Dowry continues to plague a country like India, more so today than before. Looks like the rising dowries and female infanticide feed into each other. For example in one of her papers, Anja Sautmann of Brown University tests the proposition that if women marry younger than men, increased population growth leads to a surplus of women in the marriage market possibly leading to dowry inflation.
There are other features that need to be added to the male female age gap at marriage in order to have such inflation. If we start with a situation of more males than females, population growth and add the practice of females marrying younger than males, then it leads to the problem of ‘marriage squeeze’. It literally means that there are few older men available to marry for women every cohort leading to increase in the dowry. This in turn leads to raising ‘a girl child’ deemed to be costlier than raising a male creating incentives for infanticide. You can find Anja’s interesting analysis of marriage squeeze in India here.
Worse economic conditions in rural parts only add to the problems created by marriage squeeze and dowry inflation.

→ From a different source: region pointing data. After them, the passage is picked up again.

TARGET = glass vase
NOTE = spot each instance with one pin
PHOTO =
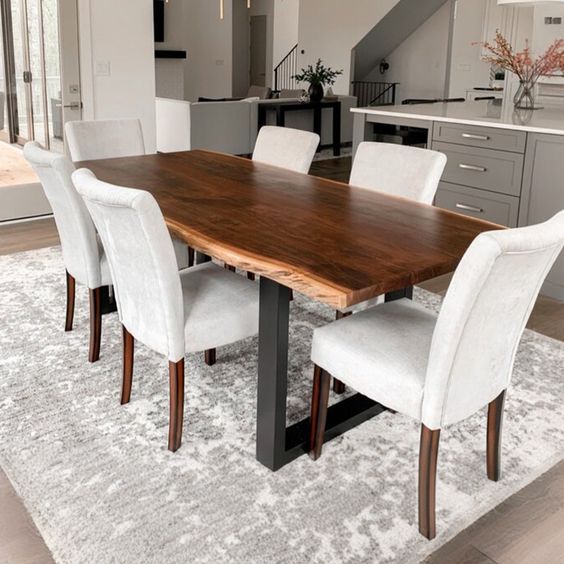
(525, 96)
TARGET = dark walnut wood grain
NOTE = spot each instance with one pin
(335, 243)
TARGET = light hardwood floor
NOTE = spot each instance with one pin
(526, 528)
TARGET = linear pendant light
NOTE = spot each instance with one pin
(528, 2)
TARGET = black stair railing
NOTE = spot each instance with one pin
(375, 93)
(286, 70)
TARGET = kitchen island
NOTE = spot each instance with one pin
(505, 166)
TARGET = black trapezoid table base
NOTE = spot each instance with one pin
(277, 444)
(341, 417)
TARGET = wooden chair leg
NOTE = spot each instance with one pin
(95, 324)
(176, 375)
(210, 357)
(428, 454)
(338, 387)
(495, 423)
(128, 348)
(71, 291)
(319, 404)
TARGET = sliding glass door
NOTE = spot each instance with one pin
(32, 72)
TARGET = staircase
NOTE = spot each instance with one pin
(285, 71)
(390, 32)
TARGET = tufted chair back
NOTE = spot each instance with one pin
(142, 262)
(105, 139)
(287, 148)
(409, 172)
(483, 316)
(81, 252)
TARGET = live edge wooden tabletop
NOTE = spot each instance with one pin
(335, 243)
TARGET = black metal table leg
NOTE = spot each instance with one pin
(400, 294)
(108, 302)
(337, 130)
(201, 258)
(277, 445)
(317, 119)
(272, 373)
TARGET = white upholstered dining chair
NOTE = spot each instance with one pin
(399, 170)
(109, 139)
(441, 369)
(83, 255)
(104, 139)
(291, 149)
(287, 148)
(172, 313)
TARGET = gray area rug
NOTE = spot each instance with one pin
(102, 487)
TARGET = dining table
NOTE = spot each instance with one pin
(332, 242)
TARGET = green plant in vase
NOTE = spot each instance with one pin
(317, 77)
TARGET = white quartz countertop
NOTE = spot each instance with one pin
(483, 113)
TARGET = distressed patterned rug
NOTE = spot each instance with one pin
(102, 487)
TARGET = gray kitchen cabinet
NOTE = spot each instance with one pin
(544, 179)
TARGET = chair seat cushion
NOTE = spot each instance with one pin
(381, 352)
(220, 307)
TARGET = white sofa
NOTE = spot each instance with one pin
(231, 127)
(227, 127)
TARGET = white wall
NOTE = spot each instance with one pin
(209, 42)
(241, 48)
(266, 8)
(117, 62)
(194, 26)
(419, 64)
(544, 35)
(329, 29)
(286, 28)
(467, 69)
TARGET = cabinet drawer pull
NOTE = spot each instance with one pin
(472, 167)
(477, 137)
(466, 207)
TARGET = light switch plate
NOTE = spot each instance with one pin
(103, 68)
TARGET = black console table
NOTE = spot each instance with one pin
(281, 107)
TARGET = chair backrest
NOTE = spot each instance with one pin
(262, 92)
(173, 125)
(142, 262)
(105, 139)
(483, 317)
(79, 242)
(226, 127)
(409, 172)
(287, 148)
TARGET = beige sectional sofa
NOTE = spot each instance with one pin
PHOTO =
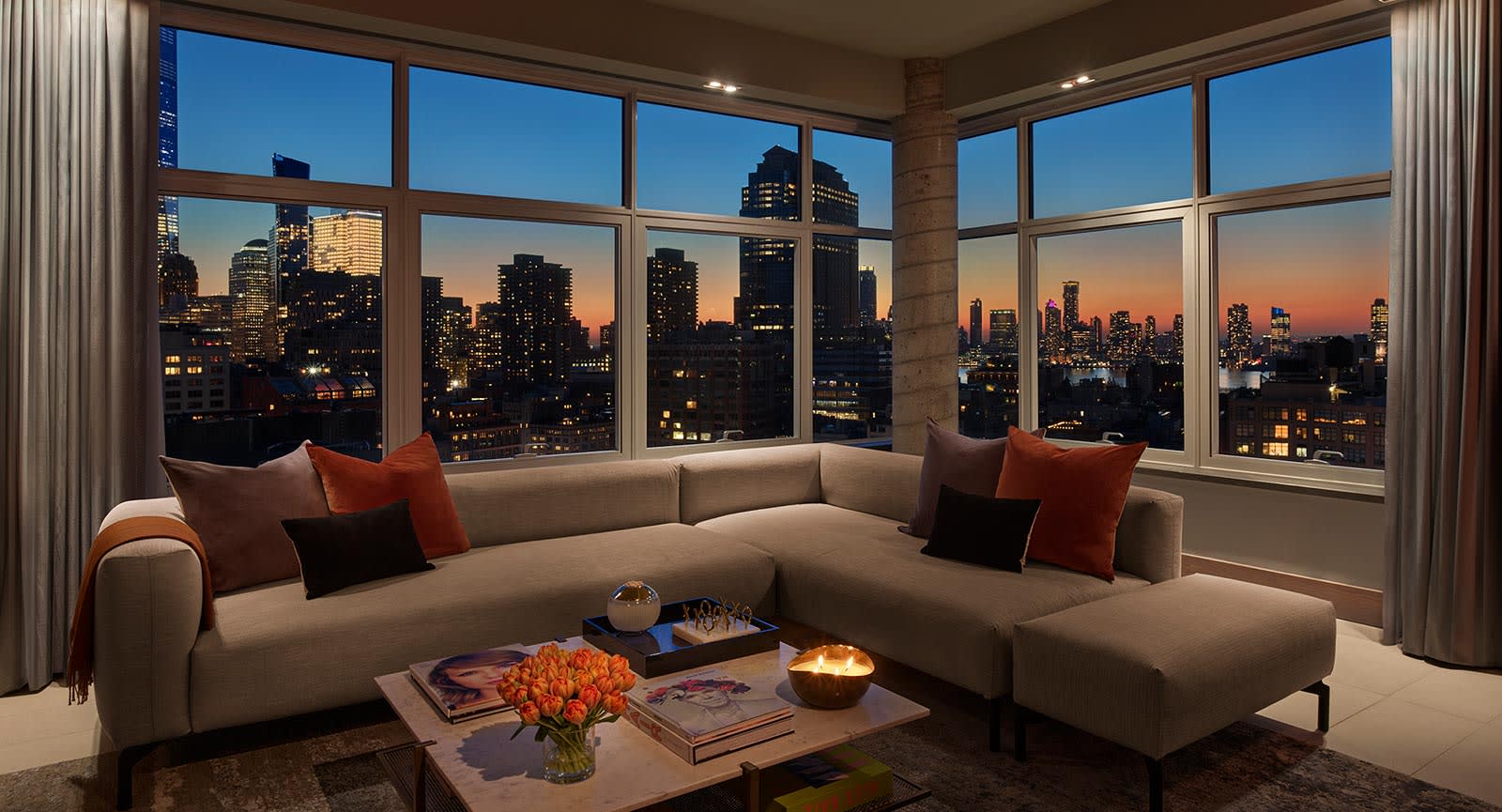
(805, 531)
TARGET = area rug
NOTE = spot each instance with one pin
(327, 763)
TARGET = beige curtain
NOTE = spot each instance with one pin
(1444, 542)
(80, 400)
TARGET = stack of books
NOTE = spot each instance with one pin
(708, 713)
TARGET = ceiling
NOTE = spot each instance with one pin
(891, 27)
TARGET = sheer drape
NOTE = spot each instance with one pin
(1444, 493)
(80, 400)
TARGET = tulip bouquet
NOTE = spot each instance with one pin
(565, 694)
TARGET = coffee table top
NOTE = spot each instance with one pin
(492, 772)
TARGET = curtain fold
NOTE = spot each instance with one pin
(1444, 488)
(80, 392)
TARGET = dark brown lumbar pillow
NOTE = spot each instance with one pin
(963, 463)
(238, 513)
(353, 548)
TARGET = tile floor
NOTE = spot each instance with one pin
(1438, 724)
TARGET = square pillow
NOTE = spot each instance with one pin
(1083, 493)
(355, 548)
(981, 530)
(963, 463)
(412, 473)
(238, 513)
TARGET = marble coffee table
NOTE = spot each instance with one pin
(487, 771)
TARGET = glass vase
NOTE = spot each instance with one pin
(568, 757)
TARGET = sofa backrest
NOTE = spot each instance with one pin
(525, 505)
(745, 479)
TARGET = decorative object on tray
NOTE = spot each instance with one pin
(565, 694)
(837, 779)
(469, 684)
(657, 651)
(713, 620)
(635, 606)
(831, 676)
(708, 713)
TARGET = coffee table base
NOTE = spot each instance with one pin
(413, 782)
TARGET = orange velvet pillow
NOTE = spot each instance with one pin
(412, 473)
(1083, 493)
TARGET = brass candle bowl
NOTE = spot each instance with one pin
(831, 676)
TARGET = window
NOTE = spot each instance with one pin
(989, 335)
(237, 105)
(720, 336)
(852, 180)
(989, 179)
(518, 338)
(1326, 115)
(290, 295)
(717, 164)
(1288, 344)
(1111, 340)
(852, 338)
(1123, 153)
(496, 137)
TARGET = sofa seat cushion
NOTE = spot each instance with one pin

In a post on my other blog, I describe some research that shows how negative rainfall shocks could lead to a lower probability of a girl child surviving This happens because of lack of credit and insurance arrangements to tide over negative production and consumption shocks. So in the spirit of dismal science, a female child faces higher mortality risk because the poor rural household is trying to smooth consumption in the absence of any kind of insurance. Though it sounds cynical, it has interesting policy implications- specifically that providing some kind of consumption smoothing mechanism to rural landless households might lead to a better male-female ratio.
Natural economic and social forces might take its course and correct the social imbalances arising out of such socio-economic conditions. More women might prefer to stay unmarried and better economic prospects will only make easier. Rational brides and grooms might soon realize that age gap has to be reduced in order to increase the probability of getting married. But this all might take a lot of time and given the increasingly young population of India, the situation might only get worse if interventions are not deliberate to speed up the necessary process of change.